The upshot being, SAP does not emphasize multitenancy as multitenancy is functionality for software vendors. SAP can’t make money on the functionality, so who cares. One might expect an article on SAP as to why multitenancy is entirely overrated.

So Much False Information Being Spread

And the problem with having SAP spread so much false information about databases is that most people who repeat what SAP says have no idea if it is true. Many are..

  • Just looking for an excellent job with health insurance, and they don’t rock the boat. They have families and do not have time to research things for themselves.
  • Many will work in sales, whose only real job requirement regarding information is to relay what SAP says. If they don’t, they are in dereliction of their duty.
  • Deloitte and Accenture are consulting arms of SAP and repeat what they say. They don’t care if it is true but has determined it is profit-maximizing to do so (see the case study of how the major SAP consulting companies humiliated themselves lending their support for SAP’s ludicrous Run Simple campaign as we covered in the article Is SAP’s Running Simple Real?)
  • The IT media system employs mostly journalists with no technical background and no editorial leeway to question what SAP says (SAP is the customer of IT media, the reader is the audience and increasingly contributes nothing financially to the content development process.)

Therefore, the entire system is based on the elite opinion created by SAP, and then it is unthinkingly propagated throughout that system. These entities that what SAP says is true. Therefore, what SAP says is true forms the basis of what is true for many people and organizations.

Should One Process in the Application or the Database?

During this discussion, another colleague brought up the following point.

“Just an anecdote: at the beginning of this millennium I worked in an PL/SQL Oracle project. The whole business logic in PL/SQL stored procedures. Some UI logic in Oracle Forms. Our leading company SAP ABAP architect told us that letting the database do the job is a bad idea. Let the powerful highly scalable application server do the work for you. Load the database table records into an internal ABAP table, sort, sum, do work, etc. and write the result back to the database. Now SAP has its “Code Pushdown” and sells it like their “innovation” that business logic is (partly – when needed) running in the database layer. Great to know that I was working with 2017 bleeding edge technology 15 years ago.”

I thought this was a great anecdote.

Getting A Real Understanding of How SAP Formulates Technical Opinions

SAP does not make decisions based on technical reasons. So if they have all applications and no DB, then their “technical” opinion is that the application should do the work, and the DB just a container for data. When they develop a DB, they can use the DB for marketing reasons, and if by using stored procedures they have an excuse not to port to other DBs, they are in favor of doing the work in the DB!

SAP’s Flip Flop on Advanced Planning Systems

I witness this same flip-flop in the late 1990s.
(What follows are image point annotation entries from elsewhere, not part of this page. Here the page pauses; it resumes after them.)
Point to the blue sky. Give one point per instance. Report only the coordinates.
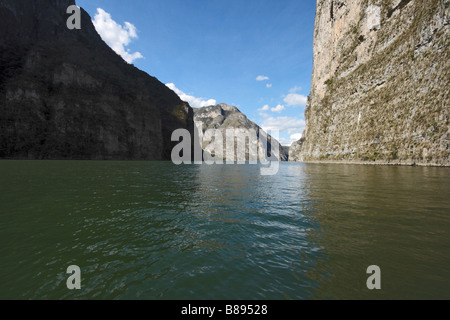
(215, 50)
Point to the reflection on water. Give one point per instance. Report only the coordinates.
(158, 231)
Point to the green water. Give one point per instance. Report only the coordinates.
(142, 230)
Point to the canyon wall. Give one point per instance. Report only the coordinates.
(380, 84)
(64, 94)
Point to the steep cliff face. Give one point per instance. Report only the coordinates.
(64, 94)
(381, 82)
(224, 117)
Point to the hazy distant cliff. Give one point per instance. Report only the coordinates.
(223, 117)
(381, 83)
(64, 94)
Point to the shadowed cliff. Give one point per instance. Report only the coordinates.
(64, 94)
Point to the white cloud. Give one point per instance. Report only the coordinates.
(115, 35)
(279, 108)
(262, 78)
(264, 108)
(194, 102)
(296, 100)
(291, 125)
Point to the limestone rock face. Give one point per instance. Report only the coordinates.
(224, 117)
(64, 94)
(381, 82)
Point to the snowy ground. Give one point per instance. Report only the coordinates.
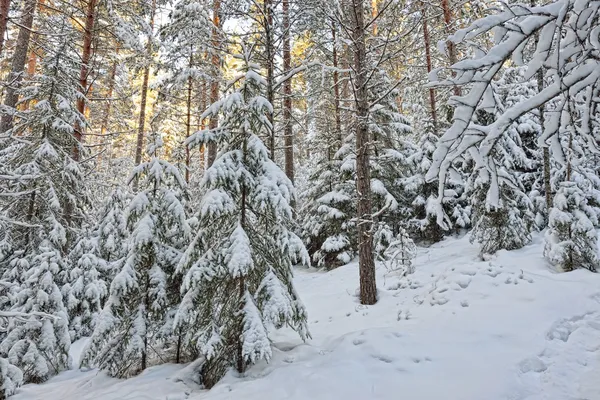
(458, 329)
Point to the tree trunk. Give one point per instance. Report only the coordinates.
(287, 94)
(19, 59)
(214, 85)
(427, 41)
(4, 9)
(450, 45)
(139, 148)
(107, 110)
(368, 287)
(270, 67)
(88, 35)
(336, 87)
(188, 121)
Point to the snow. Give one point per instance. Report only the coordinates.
(458, 329)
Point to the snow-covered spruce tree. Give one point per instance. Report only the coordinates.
(571, 62)
(507, 225)
(11, 378)
(328, 198)
(328, 207)
(86, 289)
(40, 347)
(238, 281)
(111, 232)
(396, 251)
(47, 196)
(136, 320)
(571, 238)
(566, 53)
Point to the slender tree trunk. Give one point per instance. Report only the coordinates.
(368, 287)
(450, 45)
(108, 108)
(270, 67)
(545, 149)
(287, 94)
(188, 121)
(336, 87)
(88, 35)
(139, 148)
(4, 9)
(241, 363)
(427, 41)
(214, 85)
(19, 59)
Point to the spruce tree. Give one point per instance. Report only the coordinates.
(136, 320)
(86, 289)
(238, 268)
(571, 238)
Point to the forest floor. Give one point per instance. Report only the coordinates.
(457, 329)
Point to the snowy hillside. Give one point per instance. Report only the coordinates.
(458, 329)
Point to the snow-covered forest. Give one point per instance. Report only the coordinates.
(185, 183)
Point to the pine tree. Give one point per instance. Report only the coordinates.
(86, 290)
(11, 378)
(571, 238)
(40, 347)
(238, 269)
(111, 232)
(143, 295)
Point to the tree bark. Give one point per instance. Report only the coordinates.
(450, 45)
(336, 87)
(107, 110)
(4, 9)
(287, 94)
(188, 120)
(270, 67)
(139, 148)
(427, 40)
(368, 287)
(214, 85)
(88, 35)
(19, 59)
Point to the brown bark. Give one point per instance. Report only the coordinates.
(144, 97)
(188, 122)
(19, 59)
(270, 67)
(287, 94)
(214, 85)
(336, 87)
(88, 35)
(4, 9)
(368, 287)
(450, 45)
(427, 40)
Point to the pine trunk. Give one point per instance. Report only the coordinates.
(368, 287)
(270, 67)
(19, 58)
(4, 9)
(139, 148)
(336, 87)
(450, 45)
(188, 125)
(214, 85)
(427, 41)
(287, 94)
(88, 35)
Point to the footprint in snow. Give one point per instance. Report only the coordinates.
(382, 358)
(532, 364)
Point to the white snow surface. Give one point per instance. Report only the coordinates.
(457, 329)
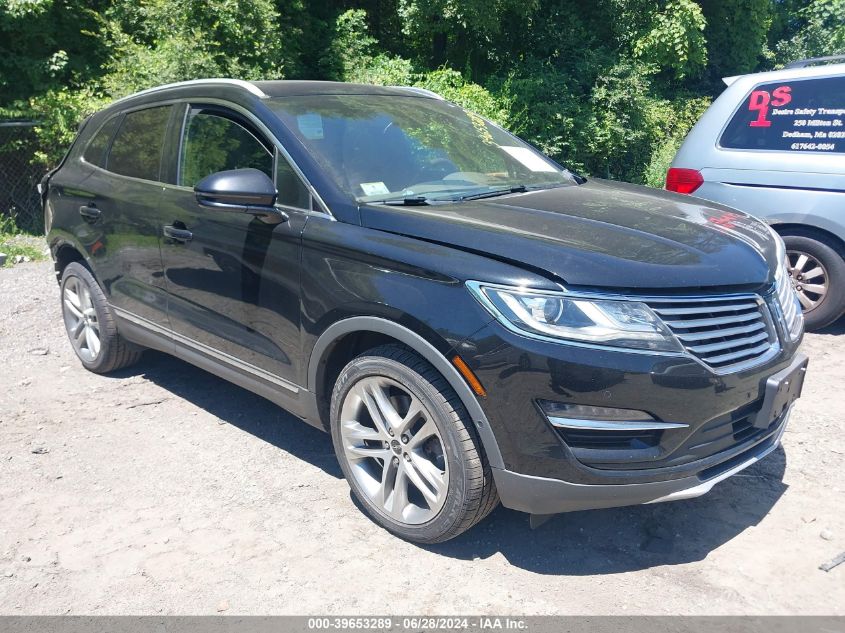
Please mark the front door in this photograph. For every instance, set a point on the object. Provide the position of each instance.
(232, 278)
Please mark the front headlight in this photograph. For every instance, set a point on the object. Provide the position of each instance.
(558, 315)
(790, 306)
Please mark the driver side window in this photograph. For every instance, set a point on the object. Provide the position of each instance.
(214, 142)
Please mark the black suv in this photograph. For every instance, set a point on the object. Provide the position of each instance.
(470, 321)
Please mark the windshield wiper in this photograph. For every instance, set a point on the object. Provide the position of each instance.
(494, 193)
(416, 201)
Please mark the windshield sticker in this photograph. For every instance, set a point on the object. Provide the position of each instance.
(529, 159)
(374, 188)
(311, 126)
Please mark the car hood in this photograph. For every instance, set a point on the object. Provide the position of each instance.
(600, 233)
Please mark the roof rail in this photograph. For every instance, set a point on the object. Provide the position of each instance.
(422, 91)
(246, 85)
(803, 63)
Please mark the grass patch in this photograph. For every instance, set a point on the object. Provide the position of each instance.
(16, 246)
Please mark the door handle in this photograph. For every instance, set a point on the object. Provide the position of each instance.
(176, 234)
(90, 212)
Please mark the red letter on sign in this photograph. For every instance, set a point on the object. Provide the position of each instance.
(760, 101)
(781, 96)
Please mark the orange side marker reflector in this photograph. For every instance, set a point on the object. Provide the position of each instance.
(466, 372)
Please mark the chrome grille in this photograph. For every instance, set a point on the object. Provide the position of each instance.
(788, 299)
(726, 333)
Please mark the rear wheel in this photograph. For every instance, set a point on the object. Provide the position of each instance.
(408, 448)
(817, 272)
(90, 323)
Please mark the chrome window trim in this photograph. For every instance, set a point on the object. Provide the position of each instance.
(205, 349)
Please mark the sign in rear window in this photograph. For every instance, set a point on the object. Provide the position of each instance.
(798, 116)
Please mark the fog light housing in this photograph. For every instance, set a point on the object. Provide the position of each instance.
(580, 416)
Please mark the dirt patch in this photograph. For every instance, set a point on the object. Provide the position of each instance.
(164, 489)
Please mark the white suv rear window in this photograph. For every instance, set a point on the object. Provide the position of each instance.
(806, 115)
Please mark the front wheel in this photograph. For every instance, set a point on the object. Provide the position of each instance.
(90, 323)
(408, 448)
(817, 272)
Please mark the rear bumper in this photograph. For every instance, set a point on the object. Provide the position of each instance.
(541, 495)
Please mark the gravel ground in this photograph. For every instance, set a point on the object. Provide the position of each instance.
(164, 489)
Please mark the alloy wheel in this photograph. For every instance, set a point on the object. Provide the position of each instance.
(80, 317)
(809, 278)
(394, 450)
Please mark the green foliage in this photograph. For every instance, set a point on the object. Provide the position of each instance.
(452, 86)
(820, 31)
(608, 88)
(736, 34)
(351, 51)
(59, 113)
(676, 40)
At that time, I was working for a supply chain planning vendor.

SAP’s position was that its customers should do all supply chain planning in its ERP system. Then SAP developed APO. And at that exact point, SAP began to extoll the virtues of performing planning outside of ERP.

It’s all about “what is good for us” and has zero to do with what is true technically!
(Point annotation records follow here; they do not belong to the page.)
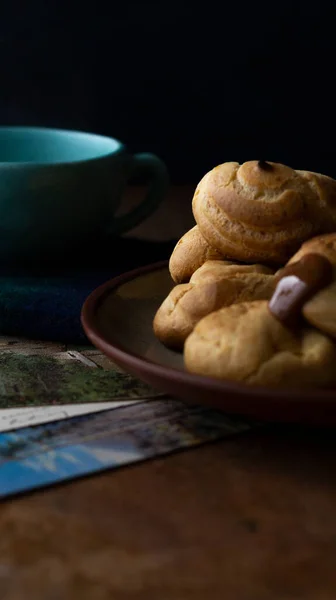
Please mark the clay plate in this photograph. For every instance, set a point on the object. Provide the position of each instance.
(117, 318)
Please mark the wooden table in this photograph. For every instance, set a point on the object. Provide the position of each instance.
(250, 518)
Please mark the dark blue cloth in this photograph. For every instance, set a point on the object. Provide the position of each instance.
(47, 305)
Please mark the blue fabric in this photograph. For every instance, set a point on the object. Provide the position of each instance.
(48, 305)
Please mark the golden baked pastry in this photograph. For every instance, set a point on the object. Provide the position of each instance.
(190, 252)
(320, 310)
(245, 343)
(262, 211)
(214, 285)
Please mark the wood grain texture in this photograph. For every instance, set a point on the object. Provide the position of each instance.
(249, 519)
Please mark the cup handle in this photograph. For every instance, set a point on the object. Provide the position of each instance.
(153, 167)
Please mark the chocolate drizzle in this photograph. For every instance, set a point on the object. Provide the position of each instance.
(263, 164)
(298, 282)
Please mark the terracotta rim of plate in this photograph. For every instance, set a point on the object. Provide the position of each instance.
(115, 351)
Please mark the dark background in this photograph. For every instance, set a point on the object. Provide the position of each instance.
(196, 83)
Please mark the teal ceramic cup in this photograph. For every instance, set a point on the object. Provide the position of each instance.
(60, 190)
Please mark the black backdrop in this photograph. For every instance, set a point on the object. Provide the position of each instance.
(196, 83)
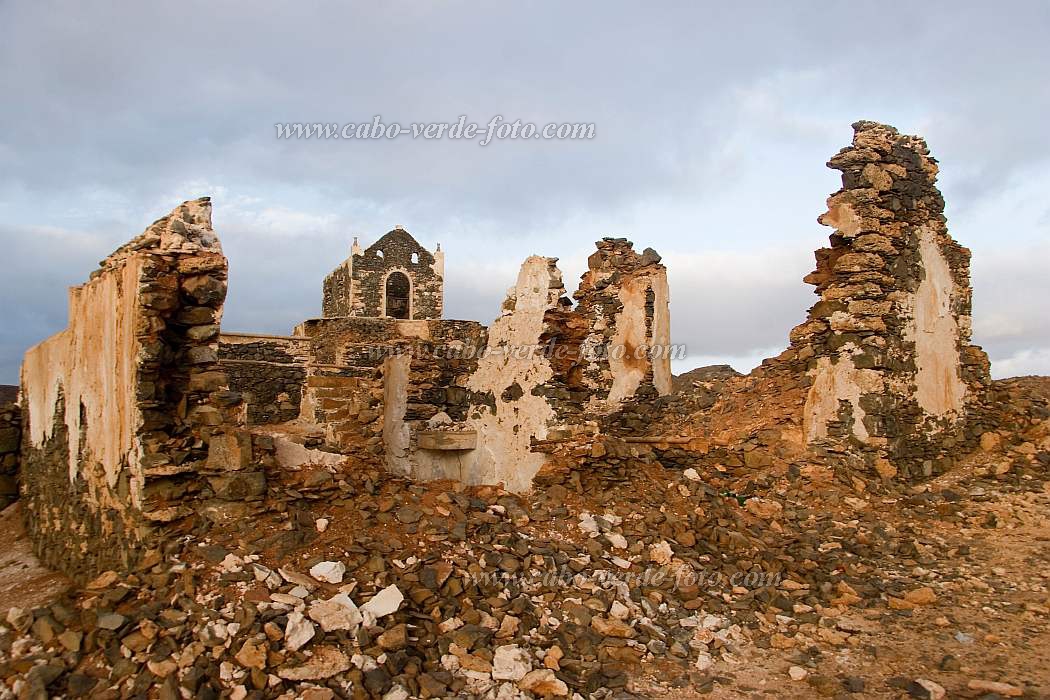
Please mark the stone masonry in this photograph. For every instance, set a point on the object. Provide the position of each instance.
(371, 282)
(881, 375)
(11, 442)
(129, 426)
The present economic theory holds that technical accuracy is a distant second to profit maximization. This means that the technology must follow profit maximization, and to not do so is a great insult to shareholders. And according to the US court system, there lying in commercial settings is not lying. It is “puffery,” as explained in the court decision of San Marin County versus Deloitte.

Conclusion

It is complicated to learn something from an entity that is completely lacking any integrity and merely intent on pushing you down a path that makes them money.

This is what taking information from SAP is like.

One must listen with extreme skepticism and verify every statement, particularly given SAP’s track record for accuracy, which we have evaluated in the article A Study into SAP’s Accuracy.